Per questo Lega Nord e Regione Veneto sono già al lavoro, pancia a terra. Il Veneto ha previsto un esborso di 14 milioni di euro. Ma pochi giorni fa ha aumentato da 500mila a un milione e 200mila euro lo stanziamento per la comunicazione. Le opposizioni sono insorte. A Palazzo Balbi, sede della giunta regionale, fanno sapere che la Lombardia spenderà molto di più, circa 49 milioni in totale, e che la pubblicità sarà meramente informativa. Ecco spuntare l’aereo delle spiagge, gli spot al cinema, le locandine e i manifestini su treni e autobus. E poi c’è il capitolo della pubblicità istituzionale, con un sito web, i canali social della Regione, le newsletter, banner e rete degli Uffici di relazione con il Pubblico. Una ragnatela per portare i veneti al voto.
Come non bastasse, nei giorni scorsi è iniziata la discussione su una proposta di legge che imporrà di esporre la bandiera della Regione Veneto (con leone di San Marco) su tutti gli edifici pubblici, sulle scuole, sugli edifici che hanno beneficiato di finanziamenti regionali. Chi non lo fa verrà multato, da 100 a 1.000 euro. Ma il testo, che prevede anche un fascia per il governatore o un suo sostituto, è una specie di pateracchio che vuole dare pari dignità alla bandiera veneta rispetto a quella italiana o della Comunità Europea.

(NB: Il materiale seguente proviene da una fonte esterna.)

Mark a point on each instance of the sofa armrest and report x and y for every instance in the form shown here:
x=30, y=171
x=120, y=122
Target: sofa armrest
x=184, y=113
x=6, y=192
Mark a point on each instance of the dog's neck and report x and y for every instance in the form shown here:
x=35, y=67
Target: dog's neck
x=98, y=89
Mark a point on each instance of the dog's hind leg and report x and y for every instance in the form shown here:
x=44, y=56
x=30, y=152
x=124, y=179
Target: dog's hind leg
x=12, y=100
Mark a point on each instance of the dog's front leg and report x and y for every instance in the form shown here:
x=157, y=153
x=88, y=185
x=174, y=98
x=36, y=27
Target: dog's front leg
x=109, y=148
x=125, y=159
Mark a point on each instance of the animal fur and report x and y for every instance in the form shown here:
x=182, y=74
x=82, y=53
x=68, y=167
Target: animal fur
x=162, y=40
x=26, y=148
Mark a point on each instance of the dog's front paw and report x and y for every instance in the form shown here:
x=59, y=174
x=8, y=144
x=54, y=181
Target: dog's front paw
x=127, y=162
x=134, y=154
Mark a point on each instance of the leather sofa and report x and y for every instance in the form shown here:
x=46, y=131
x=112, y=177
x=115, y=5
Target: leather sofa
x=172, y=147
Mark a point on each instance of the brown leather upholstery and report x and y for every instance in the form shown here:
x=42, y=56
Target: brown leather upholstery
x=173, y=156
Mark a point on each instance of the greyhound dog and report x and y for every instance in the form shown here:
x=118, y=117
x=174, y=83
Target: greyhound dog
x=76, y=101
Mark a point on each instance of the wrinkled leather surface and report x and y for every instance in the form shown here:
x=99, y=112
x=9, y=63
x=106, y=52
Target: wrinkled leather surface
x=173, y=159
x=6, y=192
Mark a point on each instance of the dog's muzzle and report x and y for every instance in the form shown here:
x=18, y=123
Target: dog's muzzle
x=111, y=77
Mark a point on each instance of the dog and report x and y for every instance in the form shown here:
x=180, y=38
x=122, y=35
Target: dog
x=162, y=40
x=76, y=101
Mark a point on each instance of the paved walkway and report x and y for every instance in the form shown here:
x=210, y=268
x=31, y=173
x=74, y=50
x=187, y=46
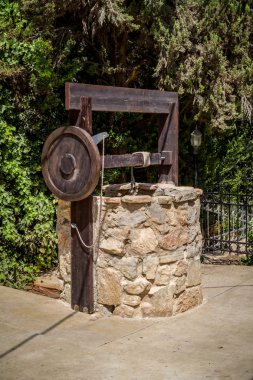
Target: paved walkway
x=43, y=339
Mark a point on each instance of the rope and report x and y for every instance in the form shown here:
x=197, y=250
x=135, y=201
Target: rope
x=146, y=159
x=96, y=234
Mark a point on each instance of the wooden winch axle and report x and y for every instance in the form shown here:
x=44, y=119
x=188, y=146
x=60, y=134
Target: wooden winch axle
x=137, y=160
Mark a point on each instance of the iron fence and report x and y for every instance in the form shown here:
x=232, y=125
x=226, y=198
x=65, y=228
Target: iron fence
x=227, y=221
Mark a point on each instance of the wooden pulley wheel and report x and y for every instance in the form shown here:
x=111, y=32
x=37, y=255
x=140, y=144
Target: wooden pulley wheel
x=70, y=163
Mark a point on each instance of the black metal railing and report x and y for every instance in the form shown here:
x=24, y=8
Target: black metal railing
x=227, y=220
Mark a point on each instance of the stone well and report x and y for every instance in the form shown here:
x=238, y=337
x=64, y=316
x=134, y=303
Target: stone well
x=147, y=261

Per questo verrà modificato dopo le ferie. D’altra parte basta leggere una parte della relazione introduttiva del disegno di legge: “Proponiamo precise modalità e obblighi di esposizione della bandiera del Veneto in tutti gli uffici pubblici della Regione e in quelli privati in determinate situazioni, per riportare la centralità del parametro civiltà nelle scelte politiche”.
E fin qui tutto chiaro. Ma è il seguito che denota una grande confusione. “La mancata riflessione sull’identità culturale storica, i legami con il territorio, l’ambiente, i valori pre-esistenti, il recupero dell’irriproducibile, ebbene queste grandi assenze combinate con l’assenza di una riflessione umanistica che ha portato alla sottovalutazione, se non disistima, dell’identità storica locale, hanno generato la standardizzazione del banale, l’asservimento supino al meccanismo produttivo seriale”. Alzi la mano chi ha capito cos’è la “standardizzazione del banale” o “l’asservimento supino al meccanismo produttivo seriale”. A legge approvata, di seriale ci sarà soltanto la produzione di bandiere con il leone alato sullo sfondo azzurro del cielo e del mare, con il vangelo aperto del tempo di pace.